嘘が私に噛み付いた
「な……んで、知ってんの」
「わかるだろ。浅見のこと見てれば誰でも」
遠藤さんは、入社学年がひとつ上の直近の先輩だ。仕事を教えてくれて、物腰も柔らかくて、清潔感があって、とても良い人に見える。周りの評価は高いし、彼を悪く言う人は誰もいない。私だってずっとそう思っていた。
でも、いつからか私のことを撫で回すような視線で見ていることに気づいた。
私のことを、好きなのかもしれない。
そう思ってはいたけれど、私は遠藤さんを恋愛対象で見ることが出来なくて、ただ執拗に私に付き纏ってくる彼をどうにか躱すことで日々過ごしていた。
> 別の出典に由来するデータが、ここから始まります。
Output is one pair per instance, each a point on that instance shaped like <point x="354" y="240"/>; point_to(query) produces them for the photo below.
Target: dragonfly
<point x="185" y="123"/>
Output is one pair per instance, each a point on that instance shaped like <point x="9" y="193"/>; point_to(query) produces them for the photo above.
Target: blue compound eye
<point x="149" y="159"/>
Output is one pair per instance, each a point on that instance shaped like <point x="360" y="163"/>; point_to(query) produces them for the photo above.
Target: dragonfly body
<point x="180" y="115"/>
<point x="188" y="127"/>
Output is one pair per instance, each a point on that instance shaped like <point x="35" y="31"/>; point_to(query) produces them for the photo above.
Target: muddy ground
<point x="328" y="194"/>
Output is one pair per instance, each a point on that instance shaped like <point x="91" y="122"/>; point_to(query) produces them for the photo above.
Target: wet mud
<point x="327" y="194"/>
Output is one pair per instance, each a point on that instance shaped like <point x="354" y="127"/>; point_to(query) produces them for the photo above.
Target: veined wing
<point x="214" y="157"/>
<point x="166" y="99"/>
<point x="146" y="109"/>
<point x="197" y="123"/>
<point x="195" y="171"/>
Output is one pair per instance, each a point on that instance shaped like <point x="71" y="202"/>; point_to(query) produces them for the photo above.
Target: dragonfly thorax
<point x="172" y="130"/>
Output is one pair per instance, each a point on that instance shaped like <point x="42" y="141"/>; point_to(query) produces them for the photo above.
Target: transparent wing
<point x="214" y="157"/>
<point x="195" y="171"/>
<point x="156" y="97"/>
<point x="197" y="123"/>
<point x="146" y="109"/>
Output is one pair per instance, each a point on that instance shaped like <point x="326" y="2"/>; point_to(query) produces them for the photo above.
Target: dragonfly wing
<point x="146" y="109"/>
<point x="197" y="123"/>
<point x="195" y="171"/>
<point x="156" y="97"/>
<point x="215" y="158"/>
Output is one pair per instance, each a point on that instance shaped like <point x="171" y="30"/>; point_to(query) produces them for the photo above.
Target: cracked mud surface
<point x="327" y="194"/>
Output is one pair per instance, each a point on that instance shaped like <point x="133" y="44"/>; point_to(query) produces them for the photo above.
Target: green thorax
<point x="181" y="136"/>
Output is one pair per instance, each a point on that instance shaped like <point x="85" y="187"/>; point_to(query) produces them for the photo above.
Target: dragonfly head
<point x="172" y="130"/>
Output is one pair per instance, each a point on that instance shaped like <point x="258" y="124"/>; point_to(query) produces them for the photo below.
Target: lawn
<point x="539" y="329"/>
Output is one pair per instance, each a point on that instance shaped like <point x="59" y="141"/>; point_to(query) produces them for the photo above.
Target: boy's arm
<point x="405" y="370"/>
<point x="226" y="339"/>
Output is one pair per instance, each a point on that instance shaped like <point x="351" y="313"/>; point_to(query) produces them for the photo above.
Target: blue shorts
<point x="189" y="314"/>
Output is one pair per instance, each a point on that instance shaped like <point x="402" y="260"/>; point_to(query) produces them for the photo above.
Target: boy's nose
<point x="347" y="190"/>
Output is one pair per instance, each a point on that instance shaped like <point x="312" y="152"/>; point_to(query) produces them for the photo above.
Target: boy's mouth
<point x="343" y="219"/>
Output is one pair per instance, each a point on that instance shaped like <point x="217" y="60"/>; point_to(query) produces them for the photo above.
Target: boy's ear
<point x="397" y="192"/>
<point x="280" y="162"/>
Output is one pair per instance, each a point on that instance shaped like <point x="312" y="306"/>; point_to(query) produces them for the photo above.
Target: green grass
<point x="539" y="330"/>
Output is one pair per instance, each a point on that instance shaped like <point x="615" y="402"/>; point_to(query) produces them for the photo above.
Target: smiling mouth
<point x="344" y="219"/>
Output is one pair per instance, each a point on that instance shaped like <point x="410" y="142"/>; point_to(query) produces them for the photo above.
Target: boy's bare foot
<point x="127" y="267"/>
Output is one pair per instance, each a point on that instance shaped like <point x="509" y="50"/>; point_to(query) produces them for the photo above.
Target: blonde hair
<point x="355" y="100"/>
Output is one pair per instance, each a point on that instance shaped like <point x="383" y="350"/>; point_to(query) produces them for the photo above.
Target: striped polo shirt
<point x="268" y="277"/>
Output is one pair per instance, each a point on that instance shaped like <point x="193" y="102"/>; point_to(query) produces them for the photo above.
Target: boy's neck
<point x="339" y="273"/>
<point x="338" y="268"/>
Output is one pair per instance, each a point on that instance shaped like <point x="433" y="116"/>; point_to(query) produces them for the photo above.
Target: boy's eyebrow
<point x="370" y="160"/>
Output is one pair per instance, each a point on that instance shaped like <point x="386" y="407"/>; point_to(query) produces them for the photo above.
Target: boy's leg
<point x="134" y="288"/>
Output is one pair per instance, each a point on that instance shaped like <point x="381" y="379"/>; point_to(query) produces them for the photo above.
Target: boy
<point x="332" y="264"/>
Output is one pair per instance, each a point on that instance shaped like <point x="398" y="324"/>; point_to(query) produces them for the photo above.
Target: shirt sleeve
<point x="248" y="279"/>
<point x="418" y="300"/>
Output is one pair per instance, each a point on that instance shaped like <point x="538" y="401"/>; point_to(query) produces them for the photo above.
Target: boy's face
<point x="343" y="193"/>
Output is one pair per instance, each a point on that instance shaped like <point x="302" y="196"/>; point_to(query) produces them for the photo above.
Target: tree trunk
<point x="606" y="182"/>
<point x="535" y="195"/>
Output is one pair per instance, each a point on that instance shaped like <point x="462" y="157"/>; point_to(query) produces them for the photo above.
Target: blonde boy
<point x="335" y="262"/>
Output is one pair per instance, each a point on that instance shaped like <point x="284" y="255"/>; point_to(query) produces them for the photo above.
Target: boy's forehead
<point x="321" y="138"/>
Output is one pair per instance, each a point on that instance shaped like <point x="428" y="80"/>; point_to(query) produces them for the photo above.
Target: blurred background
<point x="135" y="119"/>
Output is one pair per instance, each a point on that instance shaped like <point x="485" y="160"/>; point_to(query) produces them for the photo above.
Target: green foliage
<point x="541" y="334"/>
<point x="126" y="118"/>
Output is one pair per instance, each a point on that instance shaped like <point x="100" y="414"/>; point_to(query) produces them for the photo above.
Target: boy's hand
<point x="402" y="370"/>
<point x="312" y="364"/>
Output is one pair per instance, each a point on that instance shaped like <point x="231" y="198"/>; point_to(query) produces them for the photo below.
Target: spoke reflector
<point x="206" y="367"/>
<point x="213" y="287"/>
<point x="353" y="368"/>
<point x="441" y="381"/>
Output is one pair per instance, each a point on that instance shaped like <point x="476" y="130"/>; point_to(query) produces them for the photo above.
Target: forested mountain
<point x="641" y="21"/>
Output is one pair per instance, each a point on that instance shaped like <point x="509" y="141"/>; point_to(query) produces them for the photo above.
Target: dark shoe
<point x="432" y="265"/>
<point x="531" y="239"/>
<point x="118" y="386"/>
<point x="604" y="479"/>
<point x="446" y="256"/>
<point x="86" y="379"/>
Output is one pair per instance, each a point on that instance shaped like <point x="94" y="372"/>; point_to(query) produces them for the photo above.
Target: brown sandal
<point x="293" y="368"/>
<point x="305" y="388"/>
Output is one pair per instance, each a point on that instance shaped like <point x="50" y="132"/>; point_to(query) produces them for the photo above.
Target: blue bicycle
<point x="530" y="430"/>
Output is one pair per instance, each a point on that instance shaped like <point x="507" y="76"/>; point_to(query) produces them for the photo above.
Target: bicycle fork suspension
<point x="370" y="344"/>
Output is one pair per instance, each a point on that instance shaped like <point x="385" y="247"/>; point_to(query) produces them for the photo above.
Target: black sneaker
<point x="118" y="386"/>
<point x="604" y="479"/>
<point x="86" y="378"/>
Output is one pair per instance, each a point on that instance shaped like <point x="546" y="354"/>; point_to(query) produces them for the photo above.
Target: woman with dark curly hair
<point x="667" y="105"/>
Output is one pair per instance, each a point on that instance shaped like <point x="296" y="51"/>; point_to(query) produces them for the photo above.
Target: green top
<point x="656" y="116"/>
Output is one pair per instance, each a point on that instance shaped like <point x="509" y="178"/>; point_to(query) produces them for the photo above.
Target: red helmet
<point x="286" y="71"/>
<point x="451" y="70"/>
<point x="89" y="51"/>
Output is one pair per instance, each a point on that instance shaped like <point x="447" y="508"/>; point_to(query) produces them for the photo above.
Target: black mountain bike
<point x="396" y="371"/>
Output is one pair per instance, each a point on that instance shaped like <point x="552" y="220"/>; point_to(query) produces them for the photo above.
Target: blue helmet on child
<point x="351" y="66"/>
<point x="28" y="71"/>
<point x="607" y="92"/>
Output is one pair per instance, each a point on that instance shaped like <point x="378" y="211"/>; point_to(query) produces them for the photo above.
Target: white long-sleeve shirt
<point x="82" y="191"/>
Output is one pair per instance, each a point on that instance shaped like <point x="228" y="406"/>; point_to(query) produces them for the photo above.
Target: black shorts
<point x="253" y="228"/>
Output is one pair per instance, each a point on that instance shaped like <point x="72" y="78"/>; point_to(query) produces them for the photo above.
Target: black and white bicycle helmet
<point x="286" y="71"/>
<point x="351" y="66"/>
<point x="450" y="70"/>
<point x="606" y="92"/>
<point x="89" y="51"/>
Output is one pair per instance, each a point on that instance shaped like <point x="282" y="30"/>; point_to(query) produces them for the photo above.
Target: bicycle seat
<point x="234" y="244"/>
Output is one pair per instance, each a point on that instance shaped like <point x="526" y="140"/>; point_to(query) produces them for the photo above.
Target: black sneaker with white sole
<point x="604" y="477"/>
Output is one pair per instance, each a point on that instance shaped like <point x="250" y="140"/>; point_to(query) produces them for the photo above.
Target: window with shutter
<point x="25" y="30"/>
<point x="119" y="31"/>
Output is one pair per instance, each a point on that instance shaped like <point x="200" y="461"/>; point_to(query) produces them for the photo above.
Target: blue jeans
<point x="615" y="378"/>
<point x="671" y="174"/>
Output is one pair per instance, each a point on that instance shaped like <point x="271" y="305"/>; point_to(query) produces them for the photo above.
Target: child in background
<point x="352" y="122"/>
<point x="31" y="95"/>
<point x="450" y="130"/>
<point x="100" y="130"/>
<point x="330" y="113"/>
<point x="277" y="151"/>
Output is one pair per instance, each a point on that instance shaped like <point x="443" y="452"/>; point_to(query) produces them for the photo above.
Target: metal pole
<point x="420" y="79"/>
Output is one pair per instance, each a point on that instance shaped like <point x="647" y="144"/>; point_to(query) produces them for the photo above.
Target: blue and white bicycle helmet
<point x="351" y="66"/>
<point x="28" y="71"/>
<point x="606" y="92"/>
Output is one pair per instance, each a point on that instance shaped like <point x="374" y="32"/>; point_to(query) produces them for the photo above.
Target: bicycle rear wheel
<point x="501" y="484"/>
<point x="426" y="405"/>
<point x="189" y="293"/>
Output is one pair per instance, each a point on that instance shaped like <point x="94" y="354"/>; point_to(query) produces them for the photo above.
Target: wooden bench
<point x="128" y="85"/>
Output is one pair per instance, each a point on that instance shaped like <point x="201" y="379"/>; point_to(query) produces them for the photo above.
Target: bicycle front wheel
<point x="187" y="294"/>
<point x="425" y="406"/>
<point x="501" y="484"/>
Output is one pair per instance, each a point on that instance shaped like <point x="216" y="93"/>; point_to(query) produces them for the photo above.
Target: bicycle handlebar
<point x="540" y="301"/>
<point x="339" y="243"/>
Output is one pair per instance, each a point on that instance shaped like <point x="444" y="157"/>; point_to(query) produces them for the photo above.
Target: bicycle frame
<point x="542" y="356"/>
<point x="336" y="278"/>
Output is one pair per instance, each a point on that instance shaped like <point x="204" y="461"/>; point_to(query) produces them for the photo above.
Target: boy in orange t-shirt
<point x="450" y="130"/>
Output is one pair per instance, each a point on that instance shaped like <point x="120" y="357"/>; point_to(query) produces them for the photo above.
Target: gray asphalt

何回か前の飲み会から、私を送るという役目を彼なりに見出したらしい。
帰りのタクシーの中で、何気なく腕や太腿を触られたり、親しげに肩を組まれたりした。
それがすごく、嫌だった。
みんなの評価は高い。高すぎるほどだ。
なのに私だけが遠藤さんを嫌いだった。怖かった。そのうち、勝手に付き合ってるとか言われたやしないか、送った流れで家まで入ってくるんじゃないか、……と。
けれど働いてる場所が同じなのに空気を悪くしたくなくて、更に言えば言って好奇の目に晒されるのがとても嫌で、結局誰にも言えなくて、私はただ怯えるだけだった。
「ほんとに、良かったの?そんな役回りさせちゃって」
言うなればこれは、私から遠藤さんを遠ざけるための犠牲じゃないか。
ジワっと安堵のためか目元が熱くなる。
今日はハンカチすら持ってない、とどこかで悠長なことを思う。
「別に、俺も暇だし?」
はは、となんてことない風に笑う篠塚の横顔は新宿のネオンに照らされてほんのり青みがかっている。
「し、篠塚って好きな人いるんじゃなかったっけ…?」
どこかで誰かから聞いた話をすると、篠塚はてらいなく笑った。
「そんなことよりも、同期が困ってる時にどうにかしてやることの方が優先」
「し、篠塚ぁ〜〜!大好き!」
感動のあまり、ガバッと篠塚に抱きつくと、呆れたように笑う声がする。
「まあ、エイプリルフールだしな」
「エイプリル…あっ」
そこで唐突に思い出す。
あれはさっき5杯目のビールを飲み干してぐでんぐでんになった頃だ。